Pel rolled her eyes. “Right.”

“Look. James, is it? Is your desk nearby? Let’s go to your desk real quick.” He was shoving James back inside. If James was in IT, hopefully he knew passwords and other technical mumbo-jumbo that Pel could translate.

“I don’t think that’s a good idea.” James didn’t stop anyone from pushing him, but he played along reluctantly. Garrett assumed it was to put on a show for anyone who saw him with the agents.

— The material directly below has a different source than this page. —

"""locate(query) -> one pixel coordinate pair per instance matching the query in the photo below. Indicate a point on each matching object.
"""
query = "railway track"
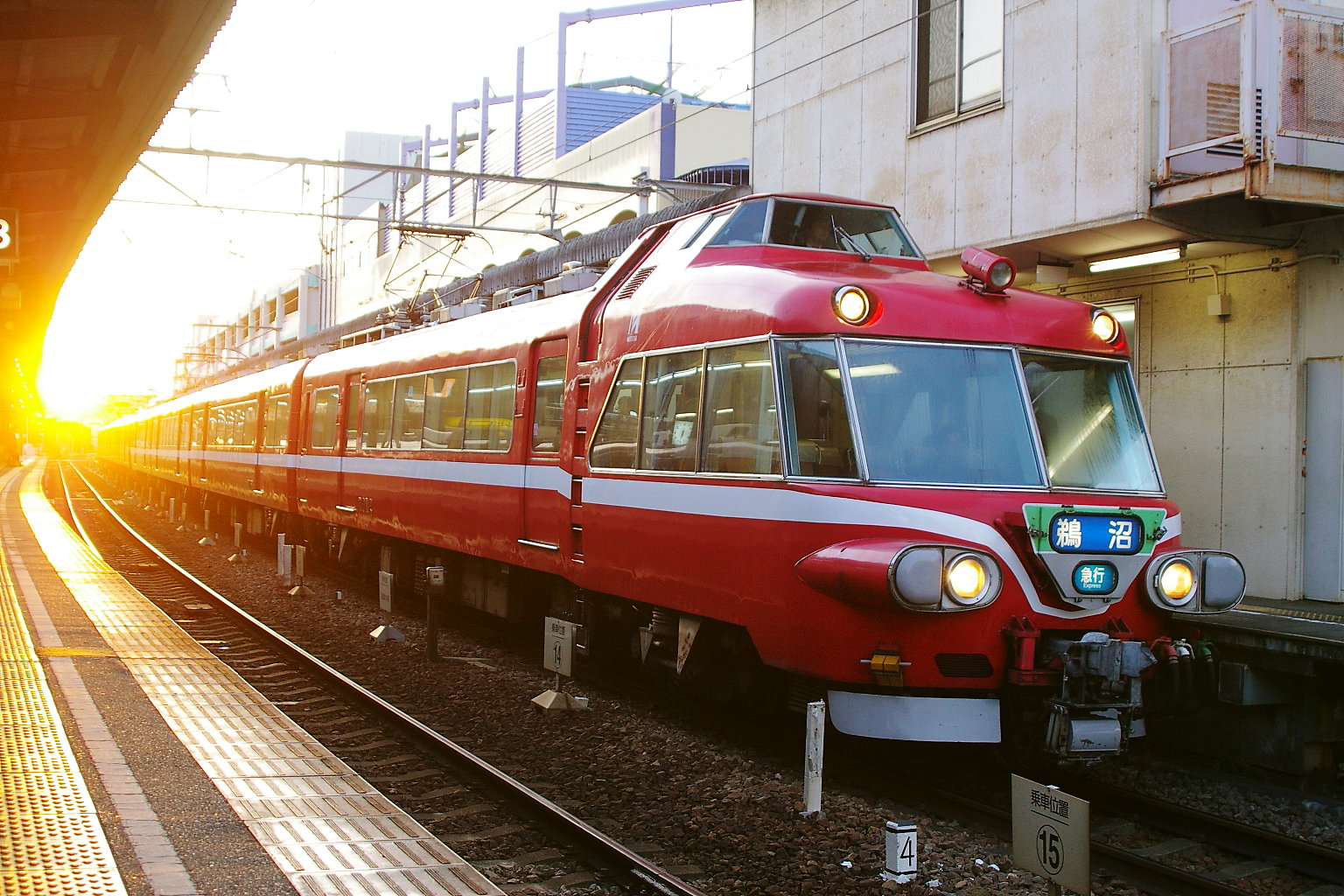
(514, 835)
(1155, 845)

“It’s a great idea. You and my partner can talk about servers and firewalls and gigabytes and jpegs… and… bookmarks…” Garrett started to trail off.

“Just stop,” Pel said. “It’s embarrassing.”

The IT room was right next to the stairwell and the agents followed close on James’ heels. The man’s desk was cluttered with computer parts: screws and wires, scraps of paper and action figures. Three monitors, a keyboard, roller mouse and a webcam appeared to actually make up his functioning work area. Garrett wanted to believe the Wu Tang Clan poster over the James’ desk was meant to be ironic, but judging from the man’s recreational smoking, it probably wasn’t. Pel sat down at the desk and looked up at James.

“She’d appreciate any passwords and such to get access to your important stuff like finances and whatnot,” Garrett said. He looked around the room and noticed another man sitting silently behind another bank of monitors. Garrett nodded. “You need to use the restroom or something?” The man started to shake his head no, but switched to yes. “Then you probably ought to take care of that.” The other techie left.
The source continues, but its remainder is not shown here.